Canadian Property Rights Legal Services By Suzanne Atkinson

This article first appeared in the Ontario Beef Magazine and is reprinted with the kind permission of the author and the magazine. http://www.ontariobeef.com/communications/ontario-beef-magazine.aspx

The plan to create a legal services company, to serve as the “legal arm of the Ontario Landowners Association,” is going ahead as the organization pushes an agenda to “convert talk into action.”

Canadian Property Rights Legal Services will be run by OLA member Jeff Bogearts.

President Tom Black made the announcement at the annual meeting in October 2016in Lindsay, Ontario.

Bogarts said the last three leaders of the provincial Conservative party have admired the work of the OLA, but told him that the guys “need to lose the red suspenders and start wearing suits.”

Bogarts explained, that like national defense there are a variety of systems including court, politics and public opinion, in which to work.

“We need to have a concentrated effort in all these areas.”

So he said the OLA “needs you. Some of you need to step up and get elected at the municipal level. Some of you need to step up and get elected at provincial and federal.” He called for members to get on boards of directors “of people who want to run for office.

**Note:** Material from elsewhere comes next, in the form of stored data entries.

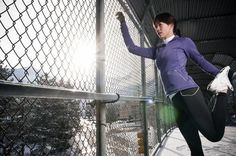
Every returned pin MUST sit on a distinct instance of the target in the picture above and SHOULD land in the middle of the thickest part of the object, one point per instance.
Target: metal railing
(68, 85)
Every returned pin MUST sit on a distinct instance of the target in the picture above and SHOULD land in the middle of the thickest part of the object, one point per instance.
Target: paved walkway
(175, 145)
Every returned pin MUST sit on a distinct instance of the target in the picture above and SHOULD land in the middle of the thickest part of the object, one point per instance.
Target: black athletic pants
(193, 114)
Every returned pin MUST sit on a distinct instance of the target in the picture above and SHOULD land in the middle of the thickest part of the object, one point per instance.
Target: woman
(171, 57)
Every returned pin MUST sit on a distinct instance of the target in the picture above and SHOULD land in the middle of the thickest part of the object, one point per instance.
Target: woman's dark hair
(168, 19)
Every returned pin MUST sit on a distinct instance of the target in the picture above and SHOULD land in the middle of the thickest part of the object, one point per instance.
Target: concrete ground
(175, 145)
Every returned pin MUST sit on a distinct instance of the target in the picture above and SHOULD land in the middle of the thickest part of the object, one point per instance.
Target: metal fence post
(100, 79)
(157, 108)
(143, 74)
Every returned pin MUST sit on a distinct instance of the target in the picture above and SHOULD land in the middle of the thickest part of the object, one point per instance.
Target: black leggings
(193, 114)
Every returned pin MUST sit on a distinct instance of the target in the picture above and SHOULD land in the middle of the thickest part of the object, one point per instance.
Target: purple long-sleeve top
(171, 60)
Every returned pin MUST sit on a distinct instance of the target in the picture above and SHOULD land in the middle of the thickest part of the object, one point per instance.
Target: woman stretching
(171, 56)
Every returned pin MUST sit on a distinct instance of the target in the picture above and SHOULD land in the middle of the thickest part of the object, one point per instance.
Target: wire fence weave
(53, 43)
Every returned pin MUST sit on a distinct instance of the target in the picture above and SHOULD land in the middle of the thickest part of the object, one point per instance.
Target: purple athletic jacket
(171, 60)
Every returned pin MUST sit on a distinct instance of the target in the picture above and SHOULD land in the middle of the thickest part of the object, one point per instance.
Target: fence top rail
(9, 89)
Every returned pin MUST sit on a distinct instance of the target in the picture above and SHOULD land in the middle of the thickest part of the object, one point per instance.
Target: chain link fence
(53, 43)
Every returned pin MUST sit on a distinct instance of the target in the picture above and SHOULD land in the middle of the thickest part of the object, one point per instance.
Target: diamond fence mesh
(53, 43)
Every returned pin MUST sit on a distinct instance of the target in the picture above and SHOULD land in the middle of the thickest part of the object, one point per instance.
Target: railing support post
(157, 107)
(143, 77)
(100, 80)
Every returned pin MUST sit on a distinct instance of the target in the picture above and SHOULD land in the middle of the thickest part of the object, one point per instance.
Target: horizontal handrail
(9, 89)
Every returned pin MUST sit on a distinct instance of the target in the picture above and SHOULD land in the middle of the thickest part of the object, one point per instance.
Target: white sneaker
(221, 83)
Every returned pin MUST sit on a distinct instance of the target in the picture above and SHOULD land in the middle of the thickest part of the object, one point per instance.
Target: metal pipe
(157, 107)
(9, 89)
(143, 77)
(100, 79)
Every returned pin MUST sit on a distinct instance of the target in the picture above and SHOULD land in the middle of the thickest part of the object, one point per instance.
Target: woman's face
(164, 30)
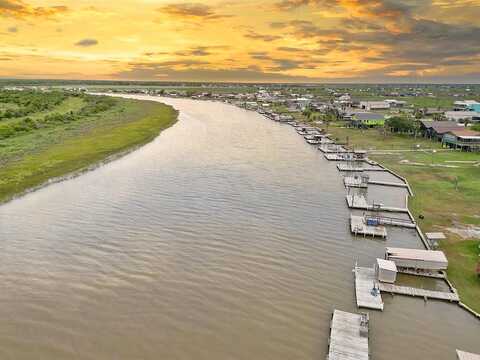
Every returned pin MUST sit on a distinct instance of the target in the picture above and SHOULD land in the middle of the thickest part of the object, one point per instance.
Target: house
(463, 139)
(374, 105)
(396, 103)
(417, 259)
(436, 129)
(467, 105)
(367, 119)
(386, 271)
(461, 116)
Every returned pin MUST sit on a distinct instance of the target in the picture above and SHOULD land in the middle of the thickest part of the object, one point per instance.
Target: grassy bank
(73, 134)
(446, 185)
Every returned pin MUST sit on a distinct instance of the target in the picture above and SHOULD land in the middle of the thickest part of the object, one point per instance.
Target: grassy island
(45, 135)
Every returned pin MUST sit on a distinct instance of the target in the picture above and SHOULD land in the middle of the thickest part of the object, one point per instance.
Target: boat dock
(348, 167)
(356, 181)
(366, 289)
(359, 226)
(345, 156)
(426, 294)
(348, 336)
(388, 183)
(360, 202)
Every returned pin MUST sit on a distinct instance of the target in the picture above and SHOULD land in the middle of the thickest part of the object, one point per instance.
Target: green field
(71, 135)
(446, 186)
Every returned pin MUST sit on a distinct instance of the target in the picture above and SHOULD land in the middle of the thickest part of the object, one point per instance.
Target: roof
(416, 254)
(435, 236)
(463, 355)
(368, 116)
(387, 265)
(465, 133)
(440, 126)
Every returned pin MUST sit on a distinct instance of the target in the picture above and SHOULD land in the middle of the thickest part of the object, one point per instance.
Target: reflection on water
(225, 238)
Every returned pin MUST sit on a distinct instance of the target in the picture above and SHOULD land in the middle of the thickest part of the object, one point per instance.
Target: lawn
(30, 159)
(446, 186)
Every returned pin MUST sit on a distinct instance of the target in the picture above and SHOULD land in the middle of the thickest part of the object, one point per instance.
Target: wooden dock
(348, 336)
(365, 282)
(346, 156)
(348, 167)
(354, 181)
(359, 226)
(388, 183)
(426, 294)
(332, 149)
(360, 202)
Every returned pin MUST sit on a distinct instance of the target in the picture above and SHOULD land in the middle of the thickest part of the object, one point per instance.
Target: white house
(374, 105)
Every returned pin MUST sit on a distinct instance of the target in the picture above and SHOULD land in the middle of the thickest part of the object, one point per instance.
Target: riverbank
(57, 149)
(445, 186)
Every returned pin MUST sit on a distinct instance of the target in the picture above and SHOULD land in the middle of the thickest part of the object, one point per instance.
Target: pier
(426, 294)
(348, 167)
(359, 226)
(366, 289)
(360, 202)
(348, 336)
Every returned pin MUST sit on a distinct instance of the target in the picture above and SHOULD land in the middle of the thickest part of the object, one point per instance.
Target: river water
(224, 238)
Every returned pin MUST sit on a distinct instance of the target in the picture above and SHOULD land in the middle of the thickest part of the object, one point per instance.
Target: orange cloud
(19, 9)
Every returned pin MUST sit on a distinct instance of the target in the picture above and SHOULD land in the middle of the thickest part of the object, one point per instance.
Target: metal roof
(416, 254)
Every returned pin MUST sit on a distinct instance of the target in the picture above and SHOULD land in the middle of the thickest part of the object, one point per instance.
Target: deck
(358, 226)
(348, 336)
(360, 202)
(426, 294)
(352, 181)
(348, 167)
(364, 283)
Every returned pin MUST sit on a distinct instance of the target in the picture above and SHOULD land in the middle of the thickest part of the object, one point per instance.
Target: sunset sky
(242, 40)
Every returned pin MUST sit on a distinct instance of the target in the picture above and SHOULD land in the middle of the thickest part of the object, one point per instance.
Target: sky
(242, 40)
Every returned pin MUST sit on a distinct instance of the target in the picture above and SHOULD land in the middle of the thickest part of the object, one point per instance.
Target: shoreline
(95, 164)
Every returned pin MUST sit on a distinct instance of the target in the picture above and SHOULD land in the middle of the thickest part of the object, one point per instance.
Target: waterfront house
(462, 116)
(367, 120)
(463, 139)
(417, 259)
(436, 129)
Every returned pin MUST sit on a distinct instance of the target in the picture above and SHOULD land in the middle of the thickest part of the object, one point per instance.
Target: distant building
(436, 129)
(367, 119)
(467, 105)
(374, 105)
(463, 139)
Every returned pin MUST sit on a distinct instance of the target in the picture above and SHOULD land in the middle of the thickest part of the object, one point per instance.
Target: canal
(225, 238)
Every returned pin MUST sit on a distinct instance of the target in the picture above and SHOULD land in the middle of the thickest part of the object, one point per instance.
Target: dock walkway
(359, 202)
(364, 283)
(426, 294)
(348, 167)
(358, 226)
(348, 336)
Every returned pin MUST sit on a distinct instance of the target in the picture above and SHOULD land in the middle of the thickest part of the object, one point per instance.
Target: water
(225, 238)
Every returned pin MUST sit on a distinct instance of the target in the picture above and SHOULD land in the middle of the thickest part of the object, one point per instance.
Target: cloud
(256, 36)
(245, 74)
(87, 42)
(195, 11)
(20, 9)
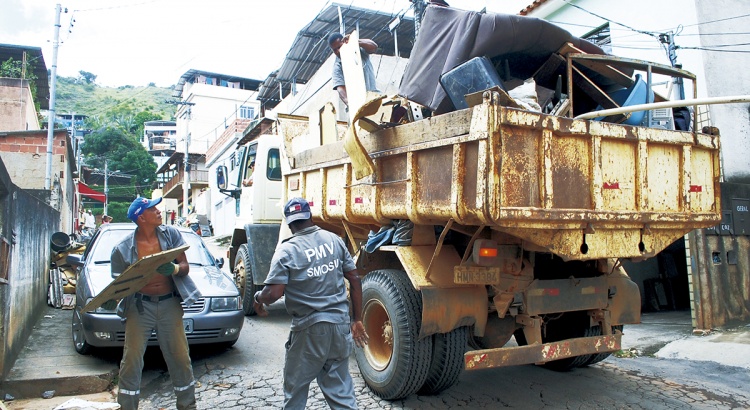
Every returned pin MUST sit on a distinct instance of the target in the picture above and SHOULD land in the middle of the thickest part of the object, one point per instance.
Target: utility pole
(106, 187)
(52, 92)
(186, 179)
(668, 39)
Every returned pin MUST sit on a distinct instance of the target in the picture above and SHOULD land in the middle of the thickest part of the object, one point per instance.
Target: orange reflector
(488, 252)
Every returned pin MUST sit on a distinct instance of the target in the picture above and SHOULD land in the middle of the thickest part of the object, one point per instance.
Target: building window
(247, 112)
(601, 37)
(273, 170)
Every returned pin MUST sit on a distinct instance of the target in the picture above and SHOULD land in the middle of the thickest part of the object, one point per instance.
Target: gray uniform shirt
(312, 264)
(337, 78)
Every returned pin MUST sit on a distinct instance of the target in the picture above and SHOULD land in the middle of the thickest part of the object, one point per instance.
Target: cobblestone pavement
(618, 383)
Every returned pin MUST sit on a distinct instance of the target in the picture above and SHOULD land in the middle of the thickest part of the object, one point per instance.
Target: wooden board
(354, 75)
(134, 278)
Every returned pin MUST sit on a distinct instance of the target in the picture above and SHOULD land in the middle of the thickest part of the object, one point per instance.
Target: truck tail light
(484, 252)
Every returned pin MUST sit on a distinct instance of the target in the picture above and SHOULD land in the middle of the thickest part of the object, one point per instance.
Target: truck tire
(79, 338)
(447, 361)
(596, 358)
(395, 362)
(243, 278)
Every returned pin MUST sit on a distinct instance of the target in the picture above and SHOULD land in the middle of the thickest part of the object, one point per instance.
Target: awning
(84, 190)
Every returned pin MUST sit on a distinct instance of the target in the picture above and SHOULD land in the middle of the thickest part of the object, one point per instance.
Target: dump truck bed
(577, 188)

So you can influence policy.

“We have to get more involved in that way to make a difference.”

“Sitting in this room is one thing,” Bogearts said, explaining that if members don’t convert that into action “we’re going nowhere.”

“Yes. We shut down highways. Yes we put hay bales in front of parliament buildings. Yes, we did all kinds of stuff. Now we have to do something more.”

The legal services business he said “is a starting point.” From there the OLA will get into the courts.” And from there move to other provinces.

“These rights and privileges belong to all of us across Canada,” Bogearts said, adding that the organization needs “to get the rest of the country involved. But it has to start somewhere.

“It starts here; starting today and that’s why we’re making the announcement.”

He asked for people to put money in to a legal defense and litigation fund which he hopes one day will earn tax receipts.
Bogearts said he would like to come back in two years to the association’s annual meeting to announce that the business was a professional corporation serving all of Canada with a staff of lawyers, paralegals and especially research people.

Currently though he said the business has five paralegals who have committed to being a part of this organization and who will take on “conservation authorities, bylaw enforcement; anything that challenges property rights.”

Bogearts added that the association will build on the work of OLA member Liz Marshall who has worked tirelessly almost since the organization’s inception to provide legal support for property rights cases.

“That will always be first and foremost in our go forward defence,” Bogearts said to a round of applause. Her work he said is worth “tens of thousands of dollars and for us not to use that in the court system does not make any sense.”

The business he said is going to take her research material and convert it into the type of evidence to be presented in court.
Bogearts said “we are going to be going out there looking for every resource we can get our hands on to fight for the rights that we already have! It’s not like we’re going out there to get something new. We’re not. We’re telling the government “we already have these rights. We want them back and we want you to get off our backs.”